Motivações humanas em quem comem fora de uma a três vezes por semana

Comem fora de uma a três vezes por semana motivados por razões que permanecem profundamente ligadas às necessidades humanas básicas de conexão, descanso e celebração. Quando questionados sobre os principais fatores que os levam a sair de casa, os participantes apontaram as celebrações e datas festivas com 55% das menções, seguidos por momentos de descanso e pausas na rotina com 52%, tempo dedicado à família com 48% e a socialização com amigos com 45%. Ao avaliarem o que esperam encontrar em um restaurante, os consumidores destacaram a comida de qualidade com 56%, a busca pelo prazer com 54% e o conforto com 43% como os pilares fundamentais para a tomada de decisão. A pesquisa detalha que a tecnologia já atua como um facilitador omnipresente, participando inclusive do momento inicial da descoberta de novos locais. No segmento de Fast Food, 59% dos entrevistados utilizam aplicativos de entrega para encontrar opções, enquanto 51% recorrem ao Instagram para inspiração. No Casual Dining, a recomendação de amigos e familiares ainda lidera com 57%, mas ferramentas digitais como o Instagram com 51%, o Google com 40% e os sites próprios dos estabelecimentos com 39% exercem enorme influência na escolha final. Além disso, os consumidores demonstram crescente preocupação com a sustentabilidade, com 32% deles priorizando estabelecimentos que adotam práticas eco-friendly, como embalagens recicláveis ou ingredientes orgânicos.

A tecnologia e quem comem fora de uma a três vezes por semana

Comem fora de uma a três vezes por semana utilizando recursos digitais não apenas na descoberta, mas em toda a jornada de consumo e relacionamento. Eduardo Ferreira, CCO da ACOM Sistemas, reforça que o grande desafio atual não é escolher entre o atendimento humano e a inovação digital, mas sim integrar ambas as frentes de maneira perfeitamente consistente. Os dados demonstram que, entre os entusiastas de Fast Food, 65% utilizam plataformas de delivery, 39% acompanham o status dos pedidos em tempo real e 35% preferem pagamentos digitais, como PIX ou cartão de crédito via aproximação. No Casual Dining, 45% usam o delivery para refeições em casa, 41% aproveitam aplicativos próprios dos restaurantes para reservas, 40% realizam reservas online e 39% adotam pagamentos digitais.

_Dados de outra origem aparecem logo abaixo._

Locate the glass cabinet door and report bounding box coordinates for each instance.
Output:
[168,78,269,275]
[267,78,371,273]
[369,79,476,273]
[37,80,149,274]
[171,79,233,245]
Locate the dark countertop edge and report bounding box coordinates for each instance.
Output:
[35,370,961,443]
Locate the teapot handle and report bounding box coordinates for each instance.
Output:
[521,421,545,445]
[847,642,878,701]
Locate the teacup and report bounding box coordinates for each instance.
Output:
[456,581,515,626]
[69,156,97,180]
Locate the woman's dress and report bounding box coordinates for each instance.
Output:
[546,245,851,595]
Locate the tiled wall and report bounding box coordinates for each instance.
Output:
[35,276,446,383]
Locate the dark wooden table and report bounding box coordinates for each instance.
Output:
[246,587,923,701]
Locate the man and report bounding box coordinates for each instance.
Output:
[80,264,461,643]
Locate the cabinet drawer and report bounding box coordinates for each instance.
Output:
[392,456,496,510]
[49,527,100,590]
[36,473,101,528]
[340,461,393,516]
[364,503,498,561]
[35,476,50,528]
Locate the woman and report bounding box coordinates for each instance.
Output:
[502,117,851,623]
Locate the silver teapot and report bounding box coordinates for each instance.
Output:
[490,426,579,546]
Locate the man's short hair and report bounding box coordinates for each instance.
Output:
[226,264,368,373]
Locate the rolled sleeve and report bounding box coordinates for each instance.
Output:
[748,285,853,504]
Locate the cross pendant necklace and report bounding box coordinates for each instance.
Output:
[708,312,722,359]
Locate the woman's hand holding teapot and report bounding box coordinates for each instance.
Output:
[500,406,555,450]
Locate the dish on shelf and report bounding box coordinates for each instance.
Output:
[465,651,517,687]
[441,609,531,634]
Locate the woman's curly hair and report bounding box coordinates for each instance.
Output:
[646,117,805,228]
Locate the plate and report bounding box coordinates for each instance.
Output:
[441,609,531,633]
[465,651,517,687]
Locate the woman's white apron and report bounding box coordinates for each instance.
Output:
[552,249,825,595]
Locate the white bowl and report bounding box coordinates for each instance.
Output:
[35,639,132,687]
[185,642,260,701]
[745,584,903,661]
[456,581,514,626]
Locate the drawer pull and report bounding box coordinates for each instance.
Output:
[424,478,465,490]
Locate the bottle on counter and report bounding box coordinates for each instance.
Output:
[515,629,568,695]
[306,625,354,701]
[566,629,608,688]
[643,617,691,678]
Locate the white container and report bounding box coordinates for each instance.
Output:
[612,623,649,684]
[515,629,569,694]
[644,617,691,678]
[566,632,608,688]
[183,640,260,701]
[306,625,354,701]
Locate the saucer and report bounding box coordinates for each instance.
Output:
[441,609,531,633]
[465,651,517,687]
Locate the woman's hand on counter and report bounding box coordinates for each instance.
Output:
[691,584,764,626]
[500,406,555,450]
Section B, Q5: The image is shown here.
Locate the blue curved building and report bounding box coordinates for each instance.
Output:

O impacto da tecnologia é tão expressivo que 94% dos frequentadores de Fast Food e 90% dos adeptos do Casual Dining consideram a tecnologia importante ou essencial para a experiência. Além disso, o estudo aponta que 53% dos consumidores indicam ofertas personalizadas, como descontos em aniversários ou recomendações baseadas em histórico de pedidos, como o principal estímulo para uma nova visita. Para os proprietários de estabelecimentos, isso significa que a personalização se tornou uma ferramenta poderosa de fidelização, exigindo sistemas de gestão capazes de analisar dados comportamentais em tempo real.

Mais sobre comem fora de uma a três vezes por semana

Quem acompanha o setor sabe que comem fora de uma a três vezes por semana segue entre os temas mais comentados, e a tendência deve continuar nos próximos meses. Profissionais do segmento apontam que o interesse do público só aumenta, especialmente com o lançamento de novas tecnologias, como inteligência artificial para recomendações personalizadas e sistemas de fidelidade integrados a aplicativos de delivery. Além disso, a retomada dos eventos presenciais, como festivais gastronômicos e feiras de foodservice, tem impulsionado ainda mais o setor, atraindo tanto empreendedores quanto consumidores. Segundo projeções da Associação Brasileira de Bares e Restaurantes (ABRASEL), o número de estabelecimentos deve crescer 8% até o final de 2025, com destaque para franquias de comida rápida e restaurantes temáticos. A sustentabilidade também ganha cada vez mais espaço, com 22% dos novos empreendimentos adotando selos verdes ou práticas de economia circular. Para os consumidores, a combinação de tecnologia, experiência gastronômica e responsabilidade ambiental está se tornando um diferencial decisivo na hora de escolher onde comem fora de uma a três vezes por semana.